Potential complications of pre-eclampsia include the following:
Eclampsia: Eclampsia is a bad, bad complication characterized by seizures. Patients with pre-eclampsia are given magnesium sulfate for eclampsia prophylaxis. The treatment of choice is delivery of the baby via an emergent C-section.
HELLP syndrome: HELLP syndrome is characterized by hemolysis, elevated liver enzymes, and low platelets. It can also be associated with disseminated intravascular coagulation (DIC) and acute kidney injury (AKI). The treatment is delivery of the baby.
Gestational diabetes is elevated blood glucose levels that occur during pregnancy, usually diagnosed by a positive oral glucose tolerance test. This screening occurs between the 24th and 28th weeks of pregnancy. In addition to the results of the oral glucose tolerance test, pay attention to the blood glucose levels before and after meals. If they’re elevated, the mother may need insulin therapy.
If gestational diabetes is left untreated, a potential complication is fetal macrosomia. This means that the baby is large and is at risk for complications such as shoulder dystocia.
In this situation, the baby’s head is deliverable but the shoulder is unable to move below the mother’s pubic bone. Shoulder dystocia can be fatal because the umbilical cord can get squeezed in the process. Often a C-section is necessary.
When a baby has Rh-positive blood and the pregnant mom has Rh-negative blood, the mother’s body can make antibodies to the Rh-positive blood, leading to Rh incompatiblity. A hemolytic anemia can develop. At its worst, Rh incompatibility can result in fetal death due to the buildup of bilirubin. An Rh immune globulin shot is given to Mom at the 24- to 28-week mark to prevent Rh incompatibility.
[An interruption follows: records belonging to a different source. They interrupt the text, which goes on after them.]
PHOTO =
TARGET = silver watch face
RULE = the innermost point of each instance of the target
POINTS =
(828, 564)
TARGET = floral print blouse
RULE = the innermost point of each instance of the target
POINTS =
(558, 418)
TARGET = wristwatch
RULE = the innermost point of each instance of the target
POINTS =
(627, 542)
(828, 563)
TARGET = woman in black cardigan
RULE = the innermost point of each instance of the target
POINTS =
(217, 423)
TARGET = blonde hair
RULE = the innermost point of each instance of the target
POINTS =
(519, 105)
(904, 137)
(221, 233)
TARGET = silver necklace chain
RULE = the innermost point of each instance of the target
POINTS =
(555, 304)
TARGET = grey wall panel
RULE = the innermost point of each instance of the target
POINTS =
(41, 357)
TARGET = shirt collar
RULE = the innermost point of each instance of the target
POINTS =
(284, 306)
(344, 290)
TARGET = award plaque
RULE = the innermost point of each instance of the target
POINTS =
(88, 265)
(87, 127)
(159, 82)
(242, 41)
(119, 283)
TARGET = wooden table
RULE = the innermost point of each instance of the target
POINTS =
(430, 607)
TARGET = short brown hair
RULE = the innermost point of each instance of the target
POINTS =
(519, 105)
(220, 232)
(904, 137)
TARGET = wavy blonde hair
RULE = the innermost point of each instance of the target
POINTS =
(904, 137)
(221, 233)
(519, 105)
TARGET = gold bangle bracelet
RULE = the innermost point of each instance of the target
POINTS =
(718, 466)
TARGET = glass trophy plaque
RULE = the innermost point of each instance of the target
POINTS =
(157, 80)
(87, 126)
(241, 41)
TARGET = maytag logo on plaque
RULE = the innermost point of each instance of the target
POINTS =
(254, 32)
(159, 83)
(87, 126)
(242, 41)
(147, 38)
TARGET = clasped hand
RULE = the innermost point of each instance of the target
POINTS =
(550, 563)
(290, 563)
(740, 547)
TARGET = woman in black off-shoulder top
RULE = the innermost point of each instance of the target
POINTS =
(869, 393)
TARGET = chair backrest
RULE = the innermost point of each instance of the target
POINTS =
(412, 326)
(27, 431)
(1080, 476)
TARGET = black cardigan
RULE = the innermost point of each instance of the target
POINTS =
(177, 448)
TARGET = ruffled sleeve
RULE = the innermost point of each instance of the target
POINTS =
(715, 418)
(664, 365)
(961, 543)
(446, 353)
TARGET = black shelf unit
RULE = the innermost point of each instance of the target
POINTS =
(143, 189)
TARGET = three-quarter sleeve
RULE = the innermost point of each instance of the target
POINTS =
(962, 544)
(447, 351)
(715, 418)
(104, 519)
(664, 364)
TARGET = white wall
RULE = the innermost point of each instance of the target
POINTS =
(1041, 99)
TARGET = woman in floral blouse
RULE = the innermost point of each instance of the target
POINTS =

In the movies, you’ve seen where the mother’s water breaks. Premature rupture of membranes occurs before 37 weeks gestation. The treatment is the use of antibiotics to avoid infection. Infection can be a trigger for delivery, and the goal of antibiotic treatment is to forestall delivery. Depending on the estimated gestational age, the fetus may not be viable for extrauterine life, with the lungs being the last to mature.